Gillgren / Solving-Differential-Equations-with-Neural-Networks

9 stars 5 forks source link

Can it be used for solving second-order ODEs? #3

Open mach512 opened 4 years ago

mach512 commented 4 years ago

Hi,

I would like to use your code for solving a second-order ODE. I was wondering if it will give same or approximate result to that of numerical ODE solver?

Please let me know. I am interested to know if we can solve ODEs through neural networks?

Gillgren commented 4 years ago

Hi,

Yes it is possible to solve a second-order ODE. I guess you will have to try if it is as accurate as a "regular" numerical ODE solver. Look at BurgerEQ.py to see how to handle second order derivatives.

Cheers

mach512 commented 4 years ago

Hi,

Thank you very much for helping me out. In BurgerEQ.py, you have used analytic equation for the cost function, but I don't have the knowledge to represent my equation in analytic form. Can I use the numerical method (RK4) in place of analytic representation? Will it be possible for you to provide the BURGEREQ.py code with numerical solution than analytical solution for the cost function? Kindly let me know. Thank you.

Gillgren commented 4 years ago

Hi,

The main idea is that we employ the neural network to be the numerical solution to the differential equation. So the cost function is rather the neural network equation expressed in terms of the original differential equation with derivatives and everything. So we don't need the analytical solution or any other numerical method here. If we would need the analytical solution, then this method would be useless. Please read through the description of the repository as I have tried to explain it there. If something is unclear, let me know.

mach512 commented 4 years ago

Hi, Thank you for helping me out. I have this second order ODE: d2x/dt2=(-2xmbmdx/dt)-(km^2x)+Gmkm(Pm+C(2theta1)/1+np.exp(theta2*(theta3-x))), with boundary conditions f(0)=0.3, f(1)=0.3

Can you help me understand how to represent this in the cost function? I am slightly confused.

Thank you very much for your time and consideration.

mach512 commented 4 years ago

equation.docx

Gillgren commented 4 years ago

Hi,

I understand what you mean. So in your case, you would have to move all terms to one side so that you get 0=(-2xmbmdx/dt)-(km^2x)+Gmkm(Pm+C*(2theta1)/1+np.exp(theta2(theta3-x))) - d2x/dt2. Then you have to square the right side of the equation so that this always is positive. Then you want to minimize the right side so it goes towards 0, since then minimizing the cost function means that you are trying to satisfy the differential equation.

I think that absolutely most easiest way to understand is to look at ODE_example.py. In the top of this document, I've explained what differential equation I am trying to solve and how I actually set up the cost function, how I calculate the numerical derivative of the neural network function f (dfdx as derivative).

Cheers

mach512 commented 4 years ago

Hi, I have written the script for second-order ODE with your code.
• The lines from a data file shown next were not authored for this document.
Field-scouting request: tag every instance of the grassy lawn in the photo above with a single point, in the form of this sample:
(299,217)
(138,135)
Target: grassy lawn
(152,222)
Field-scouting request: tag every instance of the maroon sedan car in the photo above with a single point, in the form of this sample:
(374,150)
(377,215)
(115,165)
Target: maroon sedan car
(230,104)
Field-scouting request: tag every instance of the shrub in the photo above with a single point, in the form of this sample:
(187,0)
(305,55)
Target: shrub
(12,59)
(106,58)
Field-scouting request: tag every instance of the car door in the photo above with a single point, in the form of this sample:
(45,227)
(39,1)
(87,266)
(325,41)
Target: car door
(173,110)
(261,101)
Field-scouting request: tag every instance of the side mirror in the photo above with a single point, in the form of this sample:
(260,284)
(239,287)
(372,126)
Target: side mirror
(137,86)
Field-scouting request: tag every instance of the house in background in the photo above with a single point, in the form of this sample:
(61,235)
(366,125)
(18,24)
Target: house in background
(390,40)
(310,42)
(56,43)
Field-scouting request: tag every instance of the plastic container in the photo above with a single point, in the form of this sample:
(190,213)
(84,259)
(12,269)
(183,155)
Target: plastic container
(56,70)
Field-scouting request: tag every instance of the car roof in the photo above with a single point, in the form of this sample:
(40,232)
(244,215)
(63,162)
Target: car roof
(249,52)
But, while running, the values were returned as 'nan'.

Can you kindly let me know if the script is written correctly or something wrong? I could not attach as .py file here, so I am sending the code in word document. code.docx

mach512 commented 4 years ago

Hi, Can you also kindly let me know how to define x and t in the code? Because, I know the timespan (t) of my simulation but how can I define 'x' in the code? What is 'x' here ? I kept 'x' as time and passed to the 'f' function. Is it correct?

Gillgren commented 4 years ago

Hi, Regarding the nan issue. It can happen during the training phase if the training becomes unstable. This is a known issue. Try changing momentum to 0 or something lower than 0.99.

Regarding x. In my code, x and t are the space and time domain that I'm solving the equation for. So x is similar to t in my code. In your equation, it looks like x is the actual solution that you are looking for. In my equation, f is the solution and as you can see, I have not defined the range of f in my code. In other words, you just define the range of the input parameter like space and time, and not the actual solution.

mach512 commented 4 years ago

Hi. Thank you very much for your valuable inputs. If it is not too much to ask, can you kindly run the code I sent to you and let me know your comments on it please? My simulation time is 0 to 5.15 with 4000 points in between. So, I should provide this as input parameter in the code. How will we know the space domain range before solving the equation? I wasn't clear with regard to the parameter 'x' passed to the 'f' function in the code. I am confused if I can use time as values for 'x' parameter in the 'f' function? Can you kindly elaborate little more? Also, can you please run the code I sent in the word document and let me know your thoughts.

Thank you very much for your time and consideration.

Gillgren commented 4 years ago

Hi, I did run your och code and I got nan in the beginning, but i changed learning_rate=0.000000000001 momentum=0.3. You have to experiment with what learning rate and momentum that works for your case. Otherwise I think your code is fine, you can absolutely pass the time values as x in the f function. If you only have the time as a parameter, then you only use that.

Gillgren commented 4 years ago

And it could be useful to look at PDE_example_pytorch.py because here I use predefined packages so that we avoid things like nan. This is probably a lot better to improve the training process.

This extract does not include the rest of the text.